Staffing of sending reminder texts to the defendants requires 0.6FTE (which represents 60% full-time establishment) across two counties. There have been no additional costings for the onboarding of the gov.uk system, nor any additional ongoing costs associated with running this project.
Evaluation
Evaluation is ongoing and led by the police force. This was first rolled out as business as usual in October 2022, initially in one court and then expanding to all courts in Hertfordshire. Further rollout was delivered in Bedfordshire, with plans to rollout across Cambridgeshire.

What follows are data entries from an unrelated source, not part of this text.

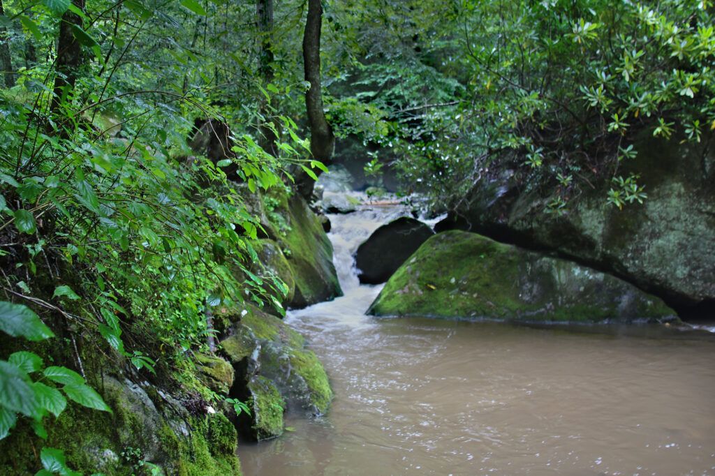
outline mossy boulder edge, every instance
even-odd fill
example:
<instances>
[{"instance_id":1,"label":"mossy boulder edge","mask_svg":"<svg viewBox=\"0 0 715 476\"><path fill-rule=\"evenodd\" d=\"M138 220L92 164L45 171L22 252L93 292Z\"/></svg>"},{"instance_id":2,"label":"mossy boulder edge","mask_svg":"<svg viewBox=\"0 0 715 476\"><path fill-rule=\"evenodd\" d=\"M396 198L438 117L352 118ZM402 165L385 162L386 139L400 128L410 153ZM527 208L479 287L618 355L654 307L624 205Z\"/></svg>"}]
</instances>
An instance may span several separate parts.
<instances>
[{"instance_id":1,"label":"mossy boulder edge","mask_svg":"<svg viewBox=\"0 0 715 476\"><path fill-rule=\"evenodd\" d=\"M613 276L461 231L427 240L368 313L546 322L675 318L660 299Z\"/></svg>"}]
</instances>

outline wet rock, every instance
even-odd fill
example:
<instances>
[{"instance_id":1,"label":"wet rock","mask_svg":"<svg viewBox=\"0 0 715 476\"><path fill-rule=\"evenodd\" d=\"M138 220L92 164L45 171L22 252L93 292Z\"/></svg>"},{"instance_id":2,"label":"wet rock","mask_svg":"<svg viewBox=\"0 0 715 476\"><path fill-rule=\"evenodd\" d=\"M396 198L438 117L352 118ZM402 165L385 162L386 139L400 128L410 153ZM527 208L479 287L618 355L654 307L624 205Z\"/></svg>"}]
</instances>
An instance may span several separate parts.
<instances>
[{"instance_id":1,"label":"wet rock","mask_svg":"<svg viewBox=\"0 0 715 476\"><path fill-rule=\"evenodd\" d=\"M325 371L303 337L281 319L252 306L222 309L235 322L221 342L236 370L231 395L250 402L252 435L280 435L285 409L325 412L332 398Z\"/></svg>"},{"instance_id":2,"label":"wet rock","mask_svg":"<svg viewBox=\"0 0 715 476\"><path fill-rule=\"evenodd\" d=\"M675 314L660 299L613 276L461 231L425 242L368 312L562 322Z\"/></svg>"},{"instance_id":3,"label":"wet rock","mask_svg":"<svg viewBox=\"0 0 715 476\"><path fill-rule=\"evenodd\" d=\"M196 370L199 380L212 391L227 395L233 385L233 367L231 365L214 355L196 354Z\"/></svg>"},{"instance_id":4,"label":"wet rock","mask_svg":"<svg viewBox=\"0 0 715 476\"><path fill-rule=\"evenodd\" d=\"M715 142L643 135L618 174L640 175L647 199L622 210L606 203L610 179L584 187L566 212L548 213L550 174L524 179L495 170L478 182L445 228L553 250L612 272L666 299L683 315L715 309ZM546 178L543 178L546 177ZM553 179L551 177L551 179Z\"/></svg>"},{"instance_id":5,"label":"wet rock","mask_svg":"<svg viewBox=\"0 0 715 476\"><path fill-rule=\"evenodd\" d=\"M383 225L358 248L355 265L360 282L385 282L433 234L426 224L408 217Z\"/></svg>"}]
</instances>

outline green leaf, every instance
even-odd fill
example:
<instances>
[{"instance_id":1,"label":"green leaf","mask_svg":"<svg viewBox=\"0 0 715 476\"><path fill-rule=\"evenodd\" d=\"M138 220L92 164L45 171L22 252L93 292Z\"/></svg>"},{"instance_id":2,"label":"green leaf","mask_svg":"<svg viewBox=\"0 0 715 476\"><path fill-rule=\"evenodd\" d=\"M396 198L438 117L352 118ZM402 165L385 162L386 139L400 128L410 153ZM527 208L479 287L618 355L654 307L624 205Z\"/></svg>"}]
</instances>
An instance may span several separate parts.
<instances>
[{"instance_id":1,"label":"green leaf","mask_svg":"<svg viewBox=\"0 0 715 476\"><path fill-rule=\"evenodd\" d=\"M0 405L0 440L8 435L16 421L17 414Z\"/></svg>"},{"instance_id":2,"label":"green leaf","mask_svg":"<svg viewBox=\"0 0 715 476\"><path fill-rule=\"evenodd\" d=\"M201 15L202 16L206 16L206 10L196 0L181 0L181 4L197 15Z\"/></svg>"},{"instance_id":3,"label":"green leaf","mask_svg":"<svg viewBox=\"0 0 715 476\"><path fill-rule=\"evenodd\" d=\"M2 405L9 410L28 417L36 417L40 407L27 374L16 365L0 360L0 395Z\"/></svg>"},{"instance_id":4,"label":"green leaf","mask_svg":"<svg viewBox=\"0 0 715 476\"><path fill-rule=\"evenodd\" d=\"M91 387L84 385L70 385L63 387L62 390L69 400L74 400L84 407L112 412L112 410L104 403L99 394Z\"/></svg>"},{"instance_id":5,"label":"green leaf","mask_svg":"<svg viewBox=\"0 0 715 476\"><path fill-rule=\"evenodd\" d=\"M65 407L67 406L67 400L59 392L59 390L48 387L40 382L32 384L32 387L35 390L37 402L42 408L55 417L59 417L59 414L64 411Z\"/></svg>"},{"instance_id":6,"label":"green leaf","mask_svg":"<svg viewBox=\"0 0 715 476\"><path fill-rule=\"evenodd\" d=\"M90 48L99 45L97 40L90 36L87 31L77 25L72 24L69 25L69 27L72 29L72 34L74 35L74 37L79 41L80 44Z\"/></svg>"},{"instance_id":7,"label":"green leaf","mask_svg":"<svg viewBox=\"0 0 715 476\"><path fill-rule=\"evenodd\" d=\"M307 174L308 177L310 177L311 179L312 179L313 180L317 180L317 175L315 175L315 172L314 172L313 171L310 170L310 169L308 169L307 167L305 167L302 164L300 164L300 168L302 169L303 172L305 172L306 174Z\"/></svg>"},{"instance_id":8,"label":"green leaf","mask_svg":"<svg viewBox=\"0 0 715 476\"><path fill-rule=\"evenodd\" d=\"M7 360L29 374L42 368L42 359L36 354L24 350L11 354Z\"/></svg>"},{"instance_id":9,"label":"green leaf","mask_svg":"<svg viewBox=\"0 0 715 476\"><path fill-rule=\"evenodd\" d=\"M27 306L0 302L0 330L14 337L22 336L39 341L54 337L54 334Z\"/></svg>"},{"instance_id":10,"label":"green leaf","mask_svg":"<svg viewBox=\"0 0 715 476\"><path fill-rule=\"evenodd\" d=\"M55 16L61 16L69 8L69 0L42 0L42 4Z\"/></svg>"},{"instance_id":11,"label":"green leaf","mask_svg":"<svg viewBox=\"0 0 715 476\"><path fill-rule=\"evenodd\" d=\"M42 374L52 382L65 385L82 385L84 383L82 375L66 367L48 367Z\"/></svg>"},{"instance_id":12,"label":"green leaf","mask_svg":"<svg viewBox=\"0 0 715 476\"><path fill-rule=\"evenodd\" d=\"M21 233L32 234L35 232L35 229L36 229L35 218L32 216L32 214L27 210L24 210L23 209L16 210L15 227Z\"/></svg>"},{"instance_id":13,"label":"green leaf","mask_svg":"<svg viewBox=\"0 0 715 476\"><path fill-rule=\"evenodd\" d=\"M24 15L20 15L20 23L22 26L25 27L25 29L32 34L32 36L35 37L35 39L39 41L42 39L42 32L40 31L39 27L37 24L27 18Z\"/></svg>"},{"instance_id":14,"label":"green leaf","mask_svg":"<svg viewBox=\"0 0 715 476\"><path fill-rule=\"evenodd\" d=\"M52 294L52 297L59 297L61 296L66 296L68 299L72 301L77 301L79 299L77 293L74 292L72 288L65 284L54 288L54 294Z\"/></svg>"},{"instance_id":15,"label":"green leaf","mask_svg":"<svg viewBox=\"0 0 715 476\"><path fill-rule=\"evenodd\" d=\"M40 452L40 461L42 462L42 467L50 472L65 475L70 471L67 467L64 452L61 450L47 447L42 448L42 451Z\"/></svg>"}]
</instances>

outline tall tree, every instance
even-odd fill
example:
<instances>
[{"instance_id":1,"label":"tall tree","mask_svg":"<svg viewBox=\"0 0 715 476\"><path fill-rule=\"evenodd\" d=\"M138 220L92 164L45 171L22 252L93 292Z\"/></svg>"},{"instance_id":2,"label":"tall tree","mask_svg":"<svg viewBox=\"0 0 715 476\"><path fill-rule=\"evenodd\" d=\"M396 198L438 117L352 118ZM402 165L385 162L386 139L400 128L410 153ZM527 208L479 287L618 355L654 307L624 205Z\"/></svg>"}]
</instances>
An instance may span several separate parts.
<instances>
[{"instance_id":1,"label":"tall tree","mask_svg":"<svg viewBox=\"0 0 715 476\"><path fill-rule=\"evenodd\" d=\"M0 16L5 16L2 0L0 0ZM7 29L0 26L0 69L5 78L5 87L11 88L15 85L15 73L12 69L12 59L10 56L10 39Z\"/></svg>"},{"instance_id":2,"label":"tall tree","mask_svg":"<svg viewBox=\"0 0 715 476\"><path fill-rule=\"evenodd\" d=\"M273 81L273 49L271 42L271 34L273 31L273 0L256 0L256 17L258 24L258 33L261 44L258 58L258 71L260 74L263 86L265 87ZM273 111L275 109L275 101L270 101L262 97L260 106L260 144L263 150L274 157L278 157L278 149L276 142L278 139L276 131L278 124L271 120ZM270 126L272 123L273 127Z\"/></svg>"},{"instance_id":3,"label":"tall tree","mask_svg":"<svg viewBox=\"0 0 715 476\"><path fill-rule=\"evenodd\" d=\"M320 87L320 29L322 26L321 0L308 0L308 15L303 34L303 70L310 87L305 91L305 109L310 125L310 152L317 160L330 163L335 149L335 136L325 119ZM319 169L315 170L320 173ZM313 182L299 180L298 189L304 197L312 192Z\"/></svg>"},{"instance_id":4,"label":"tall tree","mask_svg":"<svg viewBox=\"0 0 715 476\"><path fill-rule=\"evenodd\" d=\"M72 4L84 10L84 0L72 0ZM74 89L74 83L82 64L82 45L74 34L74 29L82 29L82 19L71 10L62 15L59 23L59 39L57 41L57 59L55 65L54 94L51 110L56 111L66 97Z\"/></svg>"}]
</instances>

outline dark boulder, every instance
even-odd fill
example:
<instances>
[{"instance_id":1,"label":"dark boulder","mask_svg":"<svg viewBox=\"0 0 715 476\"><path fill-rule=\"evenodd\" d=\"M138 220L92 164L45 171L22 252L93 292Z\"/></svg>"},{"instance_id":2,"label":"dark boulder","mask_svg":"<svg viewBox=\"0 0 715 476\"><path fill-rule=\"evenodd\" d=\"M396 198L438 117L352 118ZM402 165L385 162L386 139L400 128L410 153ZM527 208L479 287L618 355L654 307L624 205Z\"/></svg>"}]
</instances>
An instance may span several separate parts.
<instances>
[{"instance_id":1,"label":"dark boulder","mask_svg":"<svg viewBox=\"0 0 715 476\"><path fill-rule=\"evenodd\" d=\"M433 234L426 224L408 217L383 225L358 248L360 282L385 282Z\"/></svg>"}]
</instances>

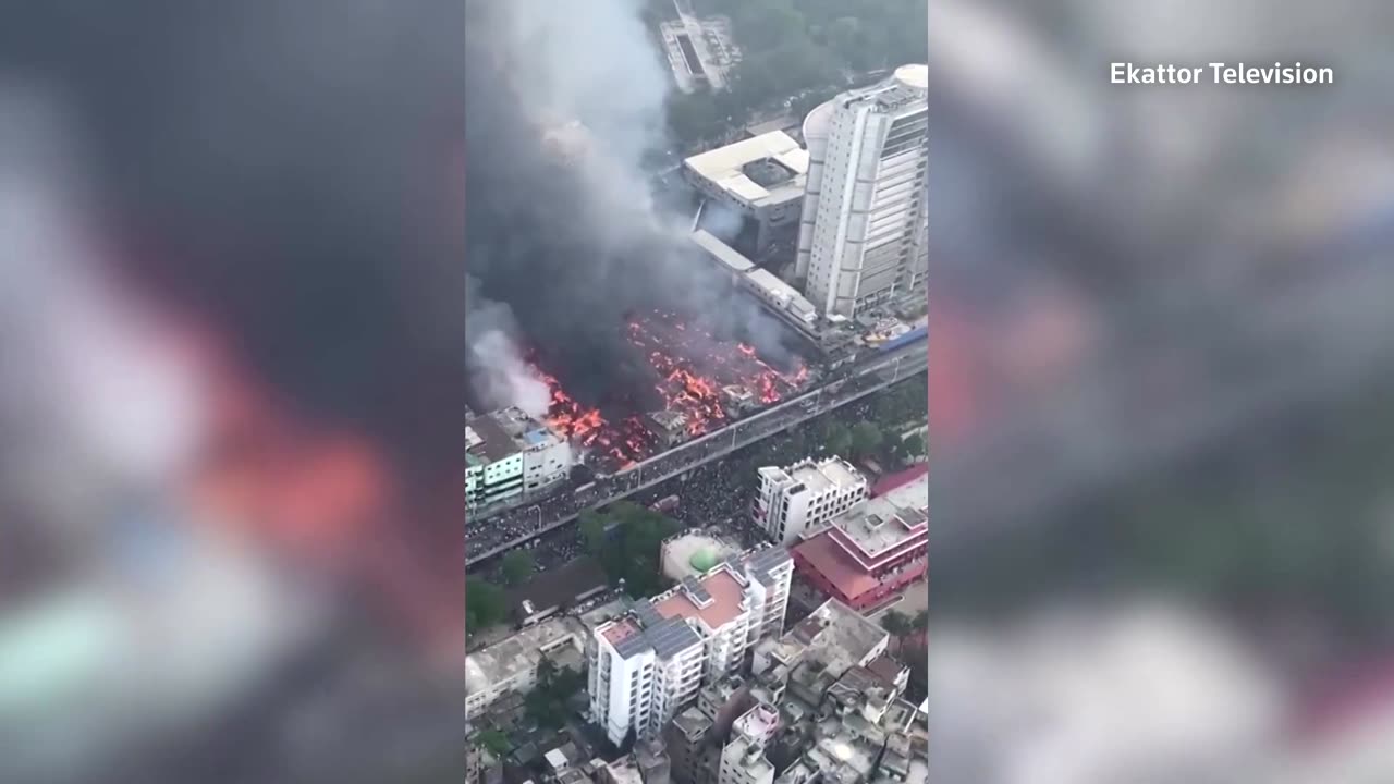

The evaluation also looks at the impact, with the measures being compared before and after implementation. Specifically, once a new performance measure tool is embedded, the intention is to compare this with the short data set of the pilot to compare improvement. The evaluation also looks across annual data for volume of warrants received by forces to measure a steady improvement.
Initially in the project phase, a manual evaluation was undertaken, in a 'proof of concept' mode. This evaluation included reviewing a dataset of cases, which identified that 20% of defendants who did not get a text failed to appear, but only 5% that did get a text failed to appear. Work is ongoing to automate this process, drawing data from court lists, Athena and court outcome data, to allow a Power BI product to demonstrate ongoing success of delivery.
Overall impact
- An initial dataset of 156 defendants was used. Of the 156 defendants, 117 attended their hearing (75%). Of these 117 attendees, 85 (73%) got a text, 32 (27%) did not. In addition, 20% of defendants who did not get a text failed to appear, but only 5% that did get a text failed to appear.
- 39 of the initial 156 defendants did not attend their first hearing. 31 of these 39 did not get a text message. Anecdotally it is considered that time management may not be a key thread in some of those attending first hearings. 'I forgot' is considered a likely response if a detailed review was possible. This process seeks to remind them immediately before the event and provide the reassurance that their appearance remains important to the criminal justice system.
- 80% of non-attendees did not receive a reminder, demonstrating those receiving texts are more likely to attend court. Reasons for not receiving a text message include defendants not having a phone number available or the number was texted and not received by the defendant, with the phone possibly seized by police as part of ongoing case investigation.
The overall impact shows a reduction in the requirement to locate, trace, arrest, process and remand defendants who fail to appear.
Learning
The challenge is now to improve data quality to increase the percentage (60%) who can receive a text. The aim is to do this by collating data of the quantity of hearings we have data for and those we do not. This will be disseminated to chief inspectors at operational performance review meetings to encourage frontline policing to see the value of accurate phone number acquisition at the outset of arrest/suspect engagement. For example, in Bedfordshire the week commencing 5 December 2023, 88 first hearings were listed, with only 40 successful texts to defendants landing. That leaves 55% of cases without a reminder able to be sent and the aspiration could be to improve this figure above 80%.
Following implementation there have been two instances requiring review. Where a suspect was wrongly charged, they required removal from the courts' first hearing list. This was not communicated to the text team and the defendant received a conflicting text message. This has been reviewed to reduce risk of occurrence.
Where His Majesty Courts & Tribunals Service (HMCTS) are required to alter hearing dates, for example a total ‘lift and shift’ of cases due to industrial action at the court estate, this requires communication to the text team to remove or amend the text message requirement. This is now addressed in fortnightly police or HMCTS listing meetings to ensure clarity.
Steps taken in carrying out this initiative include staff carrying out their role and understanding the holistic benefit. This may seem like a court issue, but police carry the burden of FTA arrests, custody care and remand court work, with Prison Escort Services Courts and Sites (SERCO) perhaps also affected in relation to prisoner transport, and so on. Once it is understood that just one fewer arrest tasking saves considerable frontline commitment, this project seems to sell itself. The text platform is easily attained, and a communication strategy across policing is easy to control.